Q: Do you need to come off from TRT while you’re trying to improve your fertility and focus on fertilization, allowing your girlfriend to conceive?

A: Actually it’s not necessary.
As a matter of fact, quitting TRT will make things worse in terms of sex drive.
See, 5PDEi aka Cialis (Tadalafil) & Viagra (sildenafil) aren’t enough; they just improve blood flow and erection.

Libido is a matter of brain, because testosterone is a cerebral hormone (Abraham Morgentaller).
Hence the desire to have intercourse is purely dependent upon androgen levels (T/DHT).

On the other hand, testosterone administration will shut off HPTA and testicles will inevitably shrink.
This downsize will cost eventually in fertility in the long term.

Testicles consist of Leydig and Sertoli cells.
The former produce testosterone; the latter spermatozoa.
This reflects on LH/FSH in blood work.

Known as gonadotropins, produced in adeno hypophysis (front lobe).
During TRT they both go down to zero, since TRT is exogenous supply.
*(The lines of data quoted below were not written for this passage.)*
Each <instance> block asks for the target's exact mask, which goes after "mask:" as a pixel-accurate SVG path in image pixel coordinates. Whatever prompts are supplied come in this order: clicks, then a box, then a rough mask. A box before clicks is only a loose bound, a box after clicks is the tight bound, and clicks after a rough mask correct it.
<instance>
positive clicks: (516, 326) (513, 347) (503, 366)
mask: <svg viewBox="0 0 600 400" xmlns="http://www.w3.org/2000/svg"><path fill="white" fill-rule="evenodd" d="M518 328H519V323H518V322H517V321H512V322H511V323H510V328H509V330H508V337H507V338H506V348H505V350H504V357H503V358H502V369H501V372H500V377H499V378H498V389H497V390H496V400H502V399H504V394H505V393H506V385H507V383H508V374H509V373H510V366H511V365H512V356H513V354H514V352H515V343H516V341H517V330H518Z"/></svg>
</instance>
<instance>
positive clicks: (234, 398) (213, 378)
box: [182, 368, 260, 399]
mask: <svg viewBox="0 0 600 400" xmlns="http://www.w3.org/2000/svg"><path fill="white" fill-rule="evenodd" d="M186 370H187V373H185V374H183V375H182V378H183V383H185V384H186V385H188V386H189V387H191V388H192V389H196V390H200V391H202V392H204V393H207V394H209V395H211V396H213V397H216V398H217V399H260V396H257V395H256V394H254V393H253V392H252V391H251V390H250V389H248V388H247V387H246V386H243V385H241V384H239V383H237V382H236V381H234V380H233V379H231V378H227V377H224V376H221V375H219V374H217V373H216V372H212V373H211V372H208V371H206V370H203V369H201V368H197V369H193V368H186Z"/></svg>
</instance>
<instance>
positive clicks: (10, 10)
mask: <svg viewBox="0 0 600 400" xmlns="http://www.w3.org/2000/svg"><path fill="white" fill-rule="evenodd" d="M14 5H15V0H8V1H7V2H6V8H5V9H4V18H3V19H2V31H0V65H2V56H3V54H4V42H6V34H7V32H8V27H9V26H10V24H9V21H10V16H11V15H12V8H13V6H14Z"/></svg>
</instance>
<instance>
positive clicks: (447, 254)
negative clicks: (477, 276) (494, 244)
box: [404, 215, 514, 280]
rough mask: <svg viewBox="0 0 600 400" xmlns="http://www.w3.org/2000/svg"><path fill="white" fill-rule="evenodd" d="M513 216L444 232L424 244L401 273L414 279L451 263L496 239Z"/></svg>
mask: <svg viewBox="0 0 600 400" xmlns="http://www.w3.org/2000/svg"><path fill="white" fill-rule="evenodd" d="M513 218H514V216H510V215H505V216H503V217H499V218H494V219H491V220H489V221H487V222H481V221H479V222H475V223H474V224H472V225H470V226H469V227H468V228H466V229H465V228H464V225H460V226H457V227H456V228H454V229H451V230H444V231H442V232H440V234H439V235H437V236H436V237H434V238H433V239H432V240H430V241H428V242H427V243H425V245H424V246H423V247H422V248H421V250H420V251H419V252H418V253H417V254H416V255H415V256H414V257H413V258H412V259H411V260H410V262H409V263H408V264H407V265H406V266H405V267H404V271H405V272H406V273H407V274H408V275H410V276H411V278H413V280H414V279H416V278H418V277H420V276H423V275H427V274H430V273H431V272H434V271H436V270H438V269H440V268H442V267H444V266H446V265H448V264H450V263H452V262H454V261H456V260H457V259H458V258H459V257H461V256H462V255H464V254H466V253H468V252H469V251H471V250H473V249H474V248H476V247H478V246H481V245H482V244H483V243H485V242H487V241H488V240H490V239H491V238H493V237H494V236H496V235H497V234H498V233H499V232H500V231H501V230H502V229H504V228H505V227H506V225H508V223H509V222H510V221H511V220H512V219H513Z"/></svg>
In order to maintain fertility, we need to use HCG (human chorionic gonadotropin) that kicks Leydig cells.
This will produce intra testicular testosterone.
That in turn will mature the sperm.

We can also use HMG (human menopausal gonadotropin) that practically is synthetic FSH and kicks Sertoli cells.
This combination is powerful and can become miraculous in cases of oligospermia (<20M/ml).

We may also improve motility of spermatozoa, by the use of tocopherol and zinc.
Vitamin E helps with speed of flagellum of spermatocytes, while zinc is an ingredient of the prostatic fluid that composes 80% of semen.

Clomiphene citrate allegedly can assist in fertility, throughout elevation of testosterone.
However it has a negative impact on free testosterone, due to elevation of SHBG.

Finally mesterolone is supposed to increase FSH and   presumably spermatozoa count.

Nevertheless as an androgen it suppresses HPTA and LH too.
Therefore it’s not good to be used without a SERM or HCG/HMG.